70% Read 30% Write Benchmark
In the 70/30 IO profile, each host ran a single 4-vcpu 32-bit Ubuntu 12.04 VM with 8 virtual disks (vmdk files) on the VSAN datastore. Additionally, the disks were distributed across two PVSCSI controllers. The default driver for pvscsi was used (version 1.0.2.0-k) while the boot time parameters was modified for pvscsi to improve the support capability of high outstanding IO: “vmw_pvscsi.cmd_per_lun=254 vmw_pvscsi.ring_pages=32″.
Like in the 100% Read configuration, VMware ran IOMeter with 8 worker threads in each VM, though each thread was configured to work on 4GB of a single vmdk.
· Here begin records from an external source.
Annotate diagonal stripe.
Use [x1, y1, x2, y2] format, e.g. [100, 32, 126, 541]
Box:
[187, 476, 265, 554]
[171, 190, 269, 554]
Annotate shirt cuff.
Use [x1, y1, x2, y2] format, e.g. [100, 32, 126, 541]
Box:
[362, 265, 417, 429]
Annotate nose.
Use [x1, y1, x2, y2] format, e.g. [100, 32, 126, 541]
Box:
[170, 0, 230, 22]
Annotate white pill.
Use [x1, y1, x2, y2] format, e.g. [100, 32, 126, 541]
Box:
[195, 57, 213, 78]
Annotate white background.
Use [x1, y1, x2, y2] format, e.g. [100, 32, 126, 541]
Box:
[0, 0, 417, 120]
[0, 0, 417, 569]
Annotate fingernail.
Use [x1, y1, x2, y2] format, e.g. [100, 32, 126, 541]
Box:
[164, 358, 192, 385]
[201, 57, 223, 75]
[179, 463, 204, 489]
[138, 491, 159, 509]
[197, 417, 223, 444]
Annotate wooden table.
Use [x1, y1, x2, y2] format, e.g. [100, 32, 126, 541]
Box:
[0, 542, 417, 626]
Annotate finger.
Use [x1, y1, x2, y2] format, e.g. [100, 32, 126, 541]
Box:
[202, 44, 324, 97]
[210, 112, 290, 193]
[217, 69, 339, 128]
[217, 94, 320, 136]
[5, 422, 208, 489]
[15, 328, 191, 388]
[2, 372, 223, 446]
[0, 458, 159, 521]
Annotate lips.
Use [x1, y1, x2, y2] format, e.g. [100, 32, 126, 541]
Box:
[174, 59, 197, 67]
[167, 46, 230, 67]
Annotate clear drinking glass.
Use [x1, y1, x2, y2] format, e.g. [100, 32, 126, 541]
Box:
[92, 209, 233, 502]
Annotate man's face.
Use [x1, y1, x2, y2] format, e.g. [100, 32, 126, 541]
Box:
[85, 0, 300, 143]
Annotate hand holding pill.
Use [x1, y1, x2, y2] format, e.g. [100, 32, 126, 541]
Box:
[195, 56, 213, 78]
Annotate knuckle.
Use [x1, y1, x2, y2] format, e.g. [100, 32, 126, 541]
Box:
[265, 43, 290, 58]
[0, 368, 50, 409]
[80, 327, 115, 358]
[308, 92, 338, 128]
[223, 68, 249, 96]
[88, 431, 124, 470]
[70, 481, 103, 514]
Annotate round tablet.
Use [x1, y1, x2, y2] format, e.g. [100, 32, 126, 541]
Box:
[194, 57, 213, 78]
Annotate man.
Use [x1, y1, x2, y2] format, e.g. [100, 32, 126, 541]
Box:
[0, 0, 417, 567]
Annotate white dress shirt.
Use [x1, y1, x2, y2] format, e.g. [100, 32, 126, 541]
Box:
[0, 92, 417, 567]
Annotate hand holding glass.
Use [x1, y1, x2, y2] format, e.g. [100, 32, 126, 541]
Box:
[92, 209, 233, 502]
Each thread runs a 70% read, 80% random workload with 4096 byte IOs aligned at the 4096 byte boundary with 8 OIO.
Essentially, each VM on each host issued the following:
- 4096 byte IO requests across a 32GB working set
- 70% read, 80% random
- Aggregate of 64 OIO/host
In the 70/30 test VMware recorded a speed of 652,900 iops with an average latency of 2.98ms and bandwidth during that time was 3.2GB/s.
What does this mean?
While much more benchmarking remains to be done, including our suite of benchmarks that include things like SQL server and VMmark, it’s obvious that with these performance numbers, albeit with a maximum 32 node cluster, VSAN has a lot of potential from a performance perspective. It's also worth noting that VMware used only 8 bays in the backplanes, with this configuration they could have effectively doubled the storage, adding another SSD and 7 more HDDs to each node.
VMware Virtual SAN is currently available at $2,495 per processor with VMware Virtual SAN for Desktop priced at $50 per user.